The CBS series “Undercover Boss” rests on the “machina-manning deus” fantasy, wrote Alessandra Stanley in the NYT (4/11). According to her, this idea of gods or rulers mingling with regular (or small!) people to find out “how the other half live by living among them” is as old as humankind and a routine in mythology, literature and film.
The “machina-manning deus,” literally a god operating a machine, is an interesting pun on “deus ex machina,” an also well-worn device used by authors to solve an inextricable problem by a sudden and improbable intervention of a new character or object.
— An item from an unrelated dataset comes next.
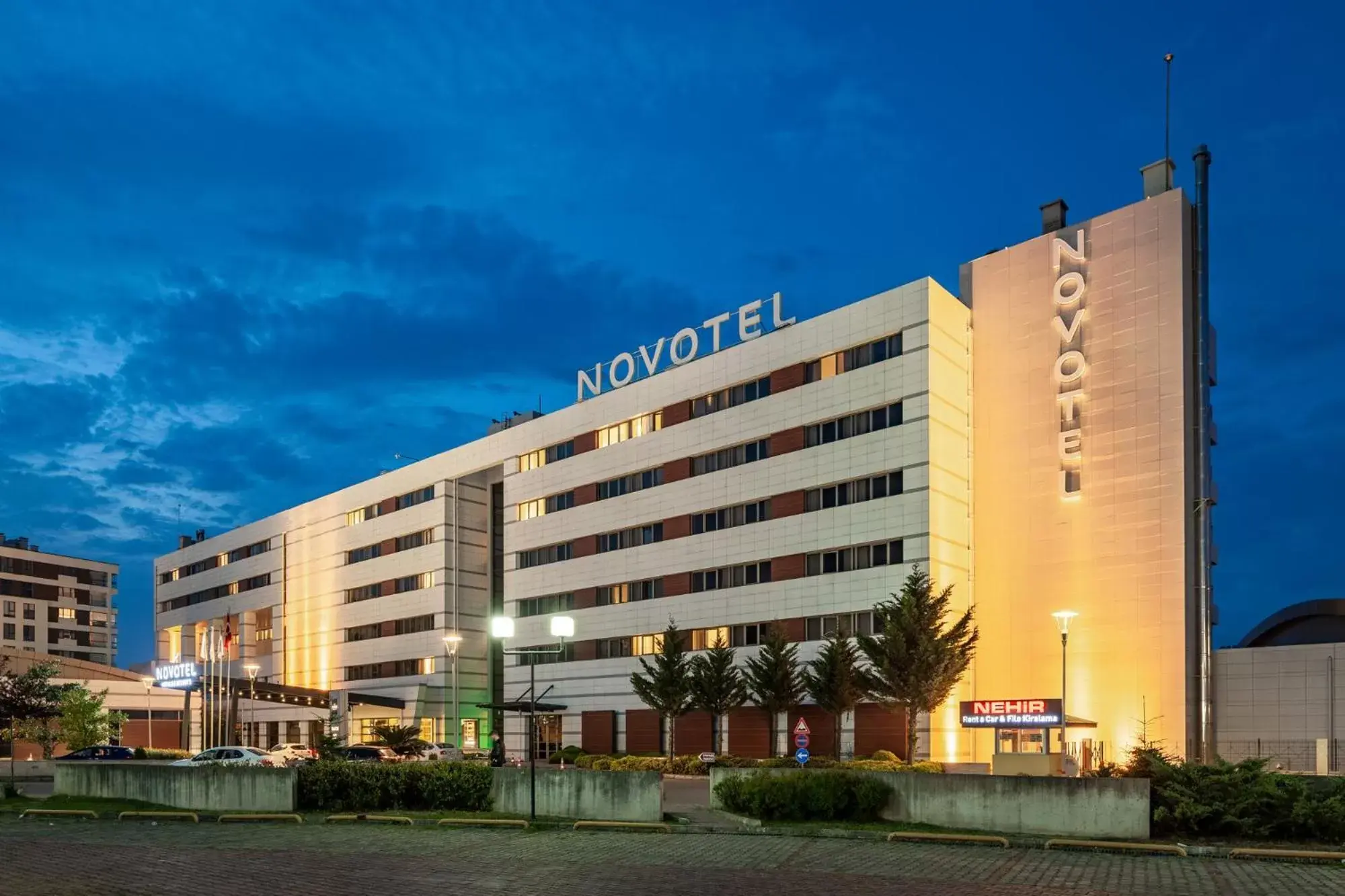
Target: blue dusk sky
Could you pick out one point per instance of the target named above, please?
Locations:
(251, 249)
Aristotle criticized the use of a deus-ex-machina, because a writer “ought always to seek what is either necessary or probable, so that it is either necessary or probable that a person of such-and-such a sort say or do things of the same sort, and it is either necessary or probable that this [incident] happen after that one.”
Thus, Stanley’s critique of “the way each episode ends with a pageant [sic] of seigniorial largesse — a $1,000 gift certificate, a family vacation — instead of a commitment to fair wages and safe working conditions” is not quite in synch with her terminology. The undercover boss is definitely not a deus-ex-machina, who solves a problem in unexpected ways, but rather a character much to Aristotle’s liking. After all, such “small acts of benevolence” (Stanley) are exactly the most probable things for the average boss to say or do.

Tuesday, June 29, 2010

A dubious case

NPR today reported on the Russian Spy Saga, pointing out that some experts are “dubious” about the evidence provided by the FBI. The anchorperson then transitioned to several interviews, wondering what those “dubious experts” think about the case. Dubious, when preceding a noun, means “probably not good, not honest, not true.” Thus the facts presented may indeed be dubious, but the experts who are dubious about them, i.e. not sure whether the facts are solid and trustworthy, are doubtful. If they were dubious experts, NPR would most likely not venture to interview them.